Those days won’t have erased from your memory when you had to walk in-person to the nearest branch of your bank to access desired financial services. Weren’t they time-consuming and full of struggles?
Around a decade or a little more, traditional banking services were limited to their premises or certain locations only, and certainly those were offering painful experiences even if someone had to access personal banking details. Do you remember when updates in your passbook was only possible by visiting a branch, else you can’t archive your expense management? Similarly, withdrawing money was only possible when you visit your bank and meet the executive after standing several hours in the queue.

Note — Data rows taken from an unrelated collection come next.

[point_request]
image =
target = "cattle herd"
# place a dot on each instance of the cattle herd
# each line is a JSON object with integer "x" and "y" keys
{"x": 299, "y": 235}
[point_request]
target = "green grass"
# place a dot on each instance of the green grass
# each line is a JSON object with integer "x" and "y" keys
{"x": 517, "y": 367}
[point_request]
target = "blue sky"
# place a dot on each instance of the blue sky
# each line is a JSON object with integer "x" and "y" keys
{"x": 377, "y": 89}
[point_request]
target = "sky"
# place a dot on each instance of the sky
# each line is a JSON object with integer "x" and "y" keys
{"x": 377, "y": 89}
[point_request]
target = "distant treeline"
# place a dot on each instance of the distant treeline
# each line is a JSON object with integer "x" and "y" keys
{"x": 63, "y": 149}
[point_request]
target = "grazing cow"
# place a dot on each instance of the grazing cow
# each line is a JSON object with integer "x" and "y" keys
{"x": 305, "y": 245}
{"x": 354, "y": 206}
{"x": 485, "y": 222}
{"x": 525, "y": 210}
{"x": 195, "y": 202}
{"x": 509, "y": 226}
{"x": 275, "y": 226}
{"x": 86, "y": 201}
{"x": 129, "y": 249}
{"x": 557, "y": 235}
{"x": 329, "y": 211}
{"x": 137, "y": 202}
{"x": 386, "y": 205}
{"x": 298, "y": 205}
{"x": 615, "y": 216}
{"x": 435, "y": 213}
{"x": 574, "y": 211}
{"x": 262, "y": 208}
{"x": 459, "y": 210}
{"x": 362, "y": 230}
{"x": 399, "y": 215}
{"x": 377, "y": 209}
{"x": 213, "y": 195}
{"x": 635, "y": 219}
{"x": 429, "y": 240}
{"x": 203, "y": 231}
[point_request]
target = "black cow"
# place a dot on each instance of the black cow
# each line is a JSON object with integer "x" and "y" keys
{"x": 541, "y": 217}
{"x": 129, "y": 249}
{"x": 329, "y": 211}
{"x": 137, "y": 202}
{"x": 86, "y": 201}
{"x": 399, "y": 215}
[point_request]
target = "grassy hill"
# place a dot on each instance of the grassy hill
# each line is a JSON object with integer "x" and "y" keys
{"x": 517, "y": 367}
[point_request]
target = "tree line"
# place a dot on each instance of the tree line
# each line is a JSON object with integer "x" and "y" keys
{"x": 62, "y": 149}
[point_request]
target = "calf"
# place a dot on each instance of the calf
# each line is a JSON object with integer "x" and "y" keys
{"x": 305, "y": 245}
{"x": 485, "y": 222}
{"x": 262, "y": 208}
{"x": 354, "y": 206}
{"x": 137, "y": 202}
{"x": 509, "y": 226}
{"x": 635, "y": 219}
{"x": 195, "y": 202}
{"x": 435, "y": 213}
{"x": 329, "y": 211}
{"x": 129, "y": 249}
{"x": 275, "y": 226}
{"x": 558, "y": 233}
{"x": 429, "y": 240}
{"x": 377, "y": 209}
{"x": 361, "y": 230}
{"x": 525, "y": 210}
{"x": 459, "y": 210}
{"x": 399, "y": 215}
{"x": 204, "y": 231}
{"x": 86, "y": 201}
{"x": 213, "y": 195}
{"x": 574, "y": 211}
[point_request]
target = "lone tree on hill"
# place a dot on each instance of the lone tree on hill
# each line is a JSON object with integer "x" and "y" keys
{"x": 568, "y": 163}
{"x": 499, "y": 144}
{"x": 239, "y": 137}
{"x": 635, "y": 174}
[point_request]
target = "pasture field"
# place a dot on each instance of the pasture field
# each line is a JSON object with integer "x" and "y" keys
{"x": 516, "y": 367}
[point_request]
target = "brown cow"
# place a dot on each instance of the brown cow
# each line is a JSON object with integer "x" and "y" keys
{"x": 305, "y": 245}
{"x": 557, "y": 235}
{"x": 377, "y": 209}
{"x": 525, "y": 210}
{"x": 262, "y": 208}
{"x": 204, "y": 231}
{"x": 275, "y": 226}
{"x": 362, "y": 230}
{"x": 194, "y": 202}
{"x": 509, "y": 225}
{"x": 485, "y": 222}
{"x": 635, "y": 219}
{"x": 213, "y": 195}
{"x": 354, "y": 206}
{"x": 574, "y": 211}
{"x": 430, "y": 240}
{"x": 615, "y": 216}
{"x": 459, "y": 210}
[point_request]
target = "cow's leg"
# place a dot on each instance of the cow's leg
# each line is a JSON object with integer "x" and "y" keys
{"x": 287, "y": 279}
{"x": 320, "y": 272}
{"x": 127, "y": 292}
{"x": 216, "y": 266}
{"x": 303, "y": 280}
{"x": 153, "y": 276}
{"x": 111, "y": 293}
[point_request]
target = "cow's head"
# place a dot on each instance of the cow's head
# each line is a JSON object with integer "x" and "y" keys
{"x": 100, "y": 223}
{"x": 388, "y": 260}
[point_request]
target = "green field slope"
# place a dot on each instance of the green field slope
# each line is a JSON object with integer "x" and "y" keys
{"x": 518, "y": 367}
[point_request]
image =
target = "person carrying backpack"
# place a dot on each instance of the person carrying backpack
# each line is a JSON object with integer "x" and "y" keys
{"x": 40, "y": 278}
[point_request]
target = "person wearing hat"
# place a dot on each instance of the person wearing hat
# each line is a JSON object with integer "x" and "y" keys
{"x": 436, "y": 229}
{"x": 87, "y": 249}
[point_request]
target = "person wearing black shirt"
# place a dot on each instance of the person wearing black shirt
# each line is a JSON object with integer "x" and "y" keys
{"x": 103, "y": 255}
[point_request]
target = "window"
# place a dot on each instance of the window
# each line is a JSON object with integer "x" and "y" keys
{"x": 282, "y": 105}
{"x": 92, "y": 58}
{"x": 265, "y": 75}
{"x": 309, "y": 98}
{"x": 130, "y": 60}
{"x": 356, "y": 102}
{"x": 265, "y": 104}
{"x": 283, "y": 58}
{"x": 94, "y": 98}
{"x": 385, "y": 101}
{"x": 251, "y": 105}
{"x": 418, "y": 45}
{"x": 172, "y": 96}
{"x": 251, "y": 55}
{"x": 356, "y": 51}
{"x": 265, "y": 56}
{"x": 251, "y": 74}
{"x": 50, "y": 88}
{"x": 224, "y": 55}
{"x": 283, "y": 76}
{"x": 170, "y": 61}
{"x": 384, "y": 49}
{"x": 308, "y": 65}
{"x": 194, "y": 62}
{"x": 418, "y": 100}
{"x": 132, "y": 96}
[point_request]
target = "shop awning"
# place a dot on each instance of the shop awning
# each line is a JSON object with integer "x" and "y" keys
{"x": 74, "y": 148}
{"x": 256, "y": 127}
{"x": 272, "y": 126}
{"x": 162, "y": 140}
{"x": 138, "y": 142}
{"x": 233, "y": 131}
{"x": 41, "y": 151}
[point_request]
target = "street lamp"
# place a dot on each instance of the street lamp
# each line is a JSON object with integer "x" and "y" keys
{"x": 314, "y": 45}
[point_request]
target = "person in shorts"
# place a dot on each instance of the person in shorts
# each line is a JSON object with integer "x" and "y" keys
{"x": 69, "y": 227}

Certainly, at that time financial services landscape was incompetent, inconvenient, and full of miseries, but uncontrollable for consumers too. Customers had to spend endless hours in accomplishing their financial objectives. Bank representatives were not so welcoming inside the premise, and delivery of banking services to every single door used to look beyond imagination. Even after banking got digitalized, there was partial comfort to consumers as they had to visit banking premises at least occasionally.
This was a time when banking-as-a-service (BaaS) evolved to ensure consumers access banking services at their places and in their comfort zone. It enabled consumers to enjoy banking capabilities through extended hands. Meanwhile learning about BaaS in a more explanatory way would allow you to understand its types and uses convincingly.
What is Banking-as-a-Service?
Banking-as-a-Service, also called white-label banking is a system in which non-banking or non-financial institutions can embed financial services into their products. This definition would become easy to understand with a little more elaboration through this example- you may have seen companies that are not banks but offer payment services or loans to consumers by embedding digital banking into their systems. These companies are called BaaS providers, though banks can themselves create such platforms or work along with third-party financial services providers offering BaaS solutions.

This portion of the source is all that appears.